Our data situation made things worse. Retention lived in one tool, funnels in another, revenue somewhere else. To answer a single product question, someone had to pull from multiple sources, reconcile the numbers, and hope nothing was off. And if you needed a deeper cut? That meant filing a request with engineering and waiting.

The result was a team that moved slowly and argued often. When you can’t trust your data, you rely on whoever speaks loudest in the room.

One platform, one source of truth

Finding Amplitude was straightforward. It clicked with how product teams think: funnels, cohorts, retention—all the analyses I actually need, without wrestling with SQL every time.

Getting started was just as clean. We instrumented our key events and had our core reports up quickly. More importantly, our whole product team—PMs, designers, growth—could use it without waiting on engineering. That shift alone changed how we operate.

Before any big call, I’m in Amplitude validating assumptions or digging into funnels. Without it, I’d be flying blind.

Now I self-serve most of my analysis. Event segmentation, funnel analysis, and cohort tracking are daily tools, not quarterly reports. We share dashboards with leadership for weekly reviews. When someone in a meeting says, “I think users want X,” we can actually check. The opinion battles that used to eat hours? They’re practically gone.

The insight that changed our retention strategy

The most impactful thing Amplitude has done for STAGE is show us what actually drives retention—and it wasn’t what we assumed.
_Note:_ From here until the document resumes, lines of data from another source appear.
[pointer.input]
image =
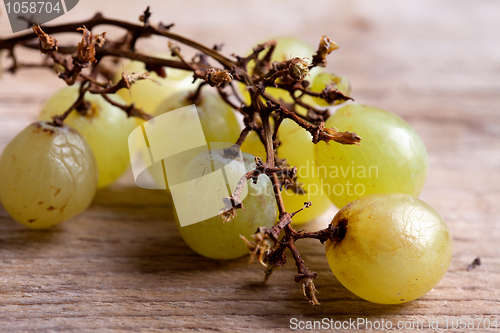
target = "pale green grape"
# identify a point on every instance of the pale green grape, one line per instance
(105, 127)
(48, 174)
(217, 119)
(336, 81)
(297, 147)
(391, 157)
(391, 248)
(212, 237)
(148, 94)
(286, 48)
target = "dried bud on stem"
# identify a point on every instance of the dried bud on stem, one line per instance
(217, 77)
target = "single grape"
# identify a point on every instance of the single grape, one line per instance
(389, 248)
(212, 237)
(328, 79)
(391, 157)
(148, 94)
(217, 119)
(48, 174)
(104, 126)
(297, 147)
(286, 48)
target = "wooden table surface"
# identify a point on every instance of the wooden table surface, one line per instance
(122, 266)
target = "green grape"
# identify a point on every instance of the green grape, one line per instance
(48, 174)
(105, 127)
(286, 48)
(217, 119)
(336, 81)
(391, 157)
(212, 237)
(391, 248)
(297, 147)
(148, 94)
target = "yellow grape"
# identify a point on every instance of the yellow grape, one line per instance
(390, 248)
(105, 127)
(48, 174)
(297, 147)
(148, 94)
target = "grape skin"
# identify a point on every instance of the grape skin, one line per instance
(391, 157)
(214, 239)
(48, 174)
(297, 147)
(396, 248)
(106, 128)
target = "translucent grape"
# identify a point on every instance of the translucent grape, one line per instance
(148, 94)
(391, 248)
(217, 119)
(214, 239)
(391, 157)
(297, 147)
(105, 127)
(48, 174)
(328, 79)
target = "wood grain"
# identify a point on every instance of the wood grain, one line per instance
(122, 266)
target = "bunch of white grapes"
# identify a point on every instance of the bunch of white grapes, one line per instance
(390, 247)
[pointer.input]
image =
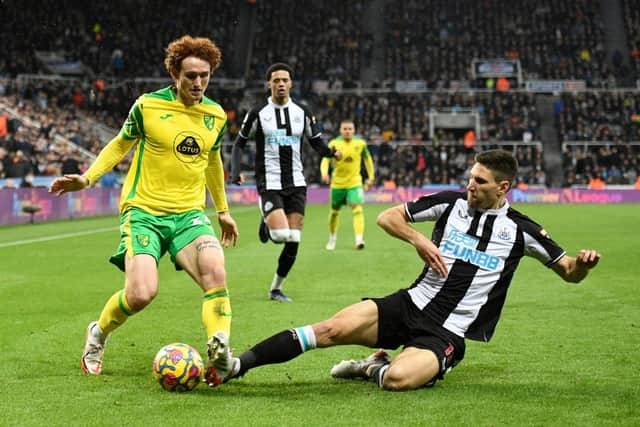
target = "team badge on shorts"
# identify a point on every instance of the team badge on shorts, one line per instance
(209, 121)
(143, 239)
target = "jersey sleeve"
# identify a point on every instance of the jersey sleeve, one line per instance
(368, 162)
(248, 126)
(312, 128)
(218, 144)
(432, 206)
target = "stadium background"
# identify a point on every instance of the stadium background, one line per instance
(555, 81)
(428, 83)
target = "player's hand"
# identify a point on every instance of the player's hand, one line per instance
(587, 258)
(432, 256)
(68, 183)
(228, 230)
(238, 180)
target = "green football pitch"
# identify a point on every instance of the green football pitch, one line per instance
(562, 354)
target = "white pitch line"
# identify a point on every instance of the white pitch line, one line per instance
(87, 232)
(56, 237)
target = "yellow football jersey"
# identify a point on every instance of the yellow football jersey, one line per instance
(174, 143)
(346, 171)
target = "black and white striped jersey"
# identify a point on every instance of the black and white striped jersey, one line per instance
(482, 249)
(278, 131)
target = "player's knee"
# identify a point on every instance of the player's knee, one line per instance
(294, 235)
(279, 235)
(214, 276)
(398, 378)
(328, 332)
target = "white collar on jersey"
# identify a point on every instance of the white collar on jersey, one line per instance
(500, 211)
(270, 100)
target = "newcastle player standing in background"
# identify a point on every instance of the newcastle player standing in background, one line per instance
(278, 127)
(476, 245)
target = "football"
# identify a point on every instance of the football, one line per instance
(178, 367)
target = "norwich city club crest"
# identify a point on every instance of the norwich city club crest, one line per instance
(209, 121)
(143, 240)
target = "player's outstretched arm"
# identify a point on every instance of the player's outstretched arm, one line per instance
(575, 269)
(228, 229)
(68, 183)
(394, 221)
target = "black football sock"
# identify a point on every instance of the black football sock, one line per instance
(278, 348)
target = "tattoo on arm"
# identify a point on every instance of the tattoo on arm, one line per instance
(214, 244)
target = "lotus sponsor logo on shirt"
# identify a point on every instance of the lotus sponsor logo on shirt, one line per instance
(209, 122)
(463, 247)
(280, 137)
(187, 147)
(504, 234)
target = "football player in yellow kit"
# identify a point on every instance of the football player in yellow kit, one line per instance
(346, 181)
(176, 134)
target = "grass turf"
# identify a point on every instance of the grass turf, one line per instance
(562, 354)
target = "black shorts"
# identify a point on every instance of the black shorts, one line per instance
(292, 199)
(401, 323)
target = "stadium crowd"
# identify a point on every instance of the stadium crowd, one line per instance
(434, 42)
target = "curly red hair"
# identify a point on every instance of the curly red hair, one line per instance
(200, 47)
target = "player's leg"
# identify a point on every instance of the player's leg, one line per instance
(424, 360)
(356, 324)
(293, 202)
(355, 198)
(203, 259)
(337, 200)
(274, 222)
(412, 368)
(140, 248)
We noticed a clear pattern: users who watch three or more episodes in their first week rarely churn. That’s a signal, not a coincidence. Once we saw it, we couldn’t unsee it.

So we built on it. Now, if a user is at two episodes by day five, they get an automated push notification—a nudge toward that third episode, which was our critical threshold. Amplitude surfaced the pattern. Automation acts on it.

That’s the loop we’re always chasing: insight to action, as fast as possible. Amplitude’s MCP integration with Claude accelerated it further. I can ask a question in plain language—“What’s the drop-off after episode one for new users last month?”—and get an answer without switching between dashboards or building a chart from scratch. It’s like having a data analyst on call.

Amplitude surfaced the pattern. Automation acts on it.

Knowing what works and what doesn’t

The paywall question that used to be guesswork is now answerable. We can see exactly where users drop off, what triggers subscription intent, and test variations properly. That means faster experiments, cleaner reads on results, and more confidence when we commit to a direction.

Content completion rates are another metric we watch closely. When someone finishes a show, they’re likely to come back. Tracking that behavior and understanding which content types drive repeat visits has helped us double down on what works and stop investing in what doesn’t.

Across the board, trial-to-paid conversion and Day 7 and Day 30 retention are our north stars. Amplitude gives us the visibility to move those numbers with intention, not luck.

Confidence in a fast-moving market

The risk of not having Amplitude isn’t just slower analysis. It’s confidence erosion. When you don’t trust your data, you hesitate. And hesitation in a fast-moving market is how you fall behind.

What’s changed most for STAGE isn’t any single metric—it’s how we make decisions. Product, growth, and content teams are all looking at the same dashboards and using the same definitions. Leadership trusts product calls more because we come with data, not just conviction. That’s changed how quickly we get buy-in for experiments and how quickly we can move.

When you don’t trust your data, you hesitate. And hesitation in a fast-moving market is how you fall behind.

For a platform serving first-time internet users in smaller Indian cities, speed and precision aren’t luxuries; they’re how we compete. Amplitude makes both possible.